Perempuan itu tersenyum lalu menggeleng. “Bawakan saja ibu miniaturnya.”
Kamu membujuk perempuan itu agar mau dibelikan kain tenun. Kamu sudah bosan melihat miniatur. Benda-benda itu sudah memenuhi lemari selain piala tentunya. Kamu hanya tidak ingin perempuan itu menambah pekerjaannya dengan membersihkan semua benda itu.
“Baiklah, tapi dengan syarat Aksa harus juara satu pada kompetisi nanti,” akhirnya perempuan itu menyerah.
“Siap ibu bos.
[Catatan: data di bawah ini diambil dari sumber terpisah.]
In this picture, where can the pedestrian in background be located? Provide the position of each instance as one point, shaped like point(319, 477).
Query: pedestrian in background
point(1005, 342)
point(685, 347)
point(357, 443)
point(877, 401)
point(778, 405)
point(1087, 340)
Aksa akan membawa kain tenun untuk ibu dan piala juara satu,” kamu mengangkat tangan untuk berjanji.
Perempuan itu tersenyum lalu melanjutkan pekerjaannya membersihkan piala dan miniatur yang terus bertambah sepanjang waktu. Kamu juga ikut membantu perempuan itu. Kamu masih tidak mengerti apa bagusnya sebuah miniatur. Bukankah lebih bagus kalau melihatnya langsung daripada mengoleksi miniaturnya?
Sesuai janjinya, hari itu Aksa kembali membawa pulang tiga benda. Selain satu tas penuh pakaian kotor, kulitnya yang kecokelatan berhasil membuat perempuan itu tertawa kecil.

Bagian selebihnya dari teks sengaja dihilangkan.